Drug cartels have better communications than CBP's 'advanced' radio network

Matt York/AP file photo

TUSCON, Ariz. -- Customs and Border Patrol agents who guard 262 miles of the Arizona border have the latest digital radio technology, but still can't communicate effectively and reliably with other law enforcement organizations, Orlando Rocafort, CBP's communications coordinator, told members of the Armed Forces Communications and Electronics Association meeting here on Thursday.

Though agents now can use an advanced federal digital radio system called Project 25 and a wide area network system, Rocafort said agents remain frustrated by the most basic tenet of radio technology -- the need for line-of-sight communications. He oversees mobile technology and tactical communications for CBP's Tucson sector, which is responsible for the securing the Arizona-Mexico border.

Installation of the Project 25 system has helped improve voice communications to a certain extent, but the 40-plus repeaters, which relay radio signals, still leave some coverage gaps, Rocafort said during a panel session on mobile communications technology at the TechNet Land Forces conference. The system does not support data communications, he added.

Drug cartels operating south of the border have equal if not better communications systems, he said. The Mexican government recently captured a drug cartel network that used 74 repeaters to support a network of less than 800 radios, according to Rocafort.

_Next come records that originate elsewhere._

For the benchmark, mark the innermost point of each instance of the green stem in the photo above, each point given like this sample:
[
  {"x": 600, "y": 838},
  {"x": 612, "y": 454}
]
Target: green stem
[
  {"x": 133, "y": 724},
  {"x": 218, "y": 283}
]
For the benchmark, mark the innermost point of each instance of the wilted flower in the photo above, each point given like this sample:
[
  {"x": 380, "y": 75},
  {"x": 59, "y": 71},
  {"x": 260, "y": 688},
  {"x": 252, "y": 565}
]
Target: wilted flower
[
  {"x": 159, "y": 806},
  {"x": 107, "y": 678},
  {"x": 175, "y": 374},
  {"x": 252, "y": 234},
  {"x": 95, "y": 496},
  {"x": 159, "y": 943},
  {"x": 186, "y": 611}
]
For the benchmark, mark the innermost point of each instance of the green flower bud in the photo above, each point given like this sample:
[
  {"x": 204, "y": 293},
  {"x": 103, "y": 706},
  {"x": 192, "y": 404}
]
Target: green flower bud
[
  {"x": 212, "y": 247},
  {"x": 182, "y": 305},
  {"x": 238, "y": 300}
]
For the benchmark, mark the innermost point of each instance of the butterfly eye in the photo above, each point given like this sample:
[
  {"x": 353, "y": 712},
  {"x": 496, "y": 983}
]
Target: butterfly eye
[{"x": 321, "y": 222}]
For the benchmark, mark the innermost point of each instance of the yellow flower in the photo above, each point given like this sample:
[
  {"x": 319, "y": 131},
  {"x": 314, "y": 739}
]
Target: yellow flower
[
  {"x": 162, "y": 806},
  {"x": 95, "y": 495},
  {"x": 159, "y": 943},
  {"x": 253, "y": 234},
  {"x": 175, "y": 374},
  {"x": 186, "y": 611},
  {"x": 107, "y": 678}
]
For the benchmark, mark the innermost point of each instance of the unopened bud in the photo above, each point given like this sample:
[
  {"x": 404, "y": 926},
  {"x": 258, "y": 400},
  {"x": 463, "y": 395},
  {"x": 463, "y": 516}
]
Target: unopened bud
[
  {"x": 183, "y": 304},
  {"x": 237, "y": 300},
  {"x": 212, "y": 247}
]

CBP agents cannot communicate with other U.S. law enforcement agencies with the new Project 25 system, he said, nor with Mexican law enforcement partners.

Agents also have difficulty accessing information from radar and ground-sensor systems, as they too have-line-of sight communications problems, he added.

Only 1 percent of the agents assigned to the Tucson sector, which has the largest number of arrests for marijuana smugglers and illegal border crossers in the country, have mobile phones, according to Rocafort.

Technology that would allow agents to quickly check the identities of smugglers is badly needed, as it can be a lifesaving tool when a single agent confronts a group of smugglers, he said.

The Homeland Security Department plans to solicit bids in April for new border network of camera-equipped, stationary watchtowers that will feed imagery of suspicious individuals and vehicles to Border Patrol agents. This will replace the planned $1 billion SBInet system DHS canceled in January 2011.

Rocafort said he has one request: Give him better technology than the criminal gangs agents confront on a daily basis.